Should I create a Staging Instance or Staging Database on the same Production Server? (Can only do SAME PRODUCTION SERVER)

  • Hello All,
    I currently manage a data processing department for a Marketing firm and we deal with TB's of data.

    We manage multiple lists (Databases) per client based on consumer address etc etc , so I do a bunch of updates and ADDRESS changes weekly/Monthly. Currently pushing maybe 50 million records per month if not more?

    Should I create a staging environment on another INSTANCE (same server as the production but different instance) specifically for Data Processing (ETL) and then push it to a production table (final master table of good addresses)?

    In short should i :

    1. Create an instance for staging? 
    or
    2. Create a DATABASE for Staging (on different drives apart from production)

  • If this staging database would only be for ETL type purposes, I think it would be easier to work with on the same instance, as you could use 3 part object names [dbname].[schemaname].[objectname] to reference items from the staging database, and security setup would also be easier for whatever user(s) are actually doing the final processing from the staging database into the live database.

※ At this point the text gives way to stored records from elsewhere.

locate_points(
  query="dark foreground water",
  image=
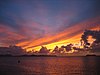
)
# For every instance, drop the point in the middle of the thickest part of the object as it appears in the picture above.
(50, 66)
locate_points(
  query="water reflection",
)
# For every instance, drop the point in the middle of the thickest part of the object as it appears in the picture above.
(51, 66)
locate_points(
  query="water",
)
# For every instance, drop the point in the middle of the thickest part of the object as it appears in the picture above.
(50, 66)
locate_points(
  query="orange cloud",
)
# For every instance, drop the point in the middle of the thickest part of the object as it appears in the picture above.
(69, 35)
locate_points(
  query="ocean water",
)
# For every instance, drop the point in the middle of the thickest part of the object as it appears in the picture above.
(50, 65)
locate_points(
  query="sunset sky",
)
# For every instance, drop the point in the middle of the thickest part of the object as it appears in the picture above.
(33, 23)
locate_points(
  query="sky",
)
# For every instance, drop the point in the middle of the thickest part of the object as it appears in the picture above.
(33, 23)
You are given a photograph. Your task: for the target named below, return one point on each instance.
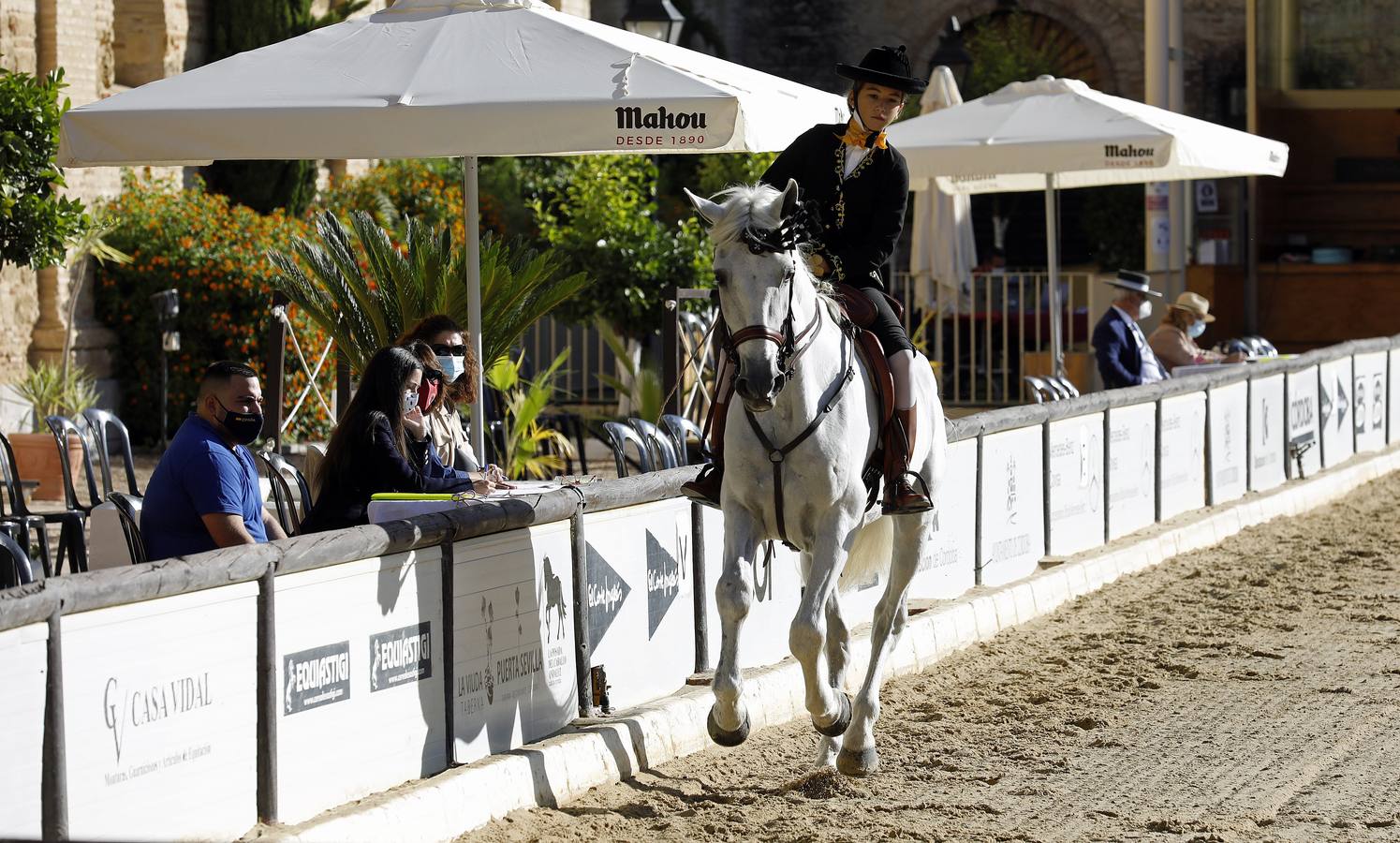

    What did you think would be the advantage of having a separate instance?

  • Hey thanks for that! 
    I was hoping to optimize the speed and basically understand the "CORRECT" way of doing data processing.

    We data process so millions ON THE SAME PRODUCTION DATABASES, creating tables, indexes etc etc. Trying to find the best practice in creating the infrastructure.

  • Chris Harshman - Thursday, August 30, 2018 12:02 PM

    If this staging database would only be for ETL type purposes, I think it would be easier to work with on the same instance, as you could use 3 part object names [dbname].[schemaname].[objectname] to reference items from the staging database, and security setup would also be easier for whatever user(s) are actually doing the final processing from the staging database into the live database.

    What did you think would be the advantage of having a separate instance?

    Just a recommendation... don't use 3 part naming in the actual code.  Only use synonyms that use the 3 part naming and the code would point to the synonyms.  That way, if you ever have to "do things differently or someplace else", all you have to change is where they synonyms point and you won't have to find and change any code.

    --Jeff Moden


    RBAR is pronounced "ree-bar" and is a "Modenism" for Row-By-Agonizing-Row.
    First step towards the paradigm shift of writing Set Based code:
    ________Stop thinking about what you want to do to a ROW... think, instead, of what you want to do to a COLUMN.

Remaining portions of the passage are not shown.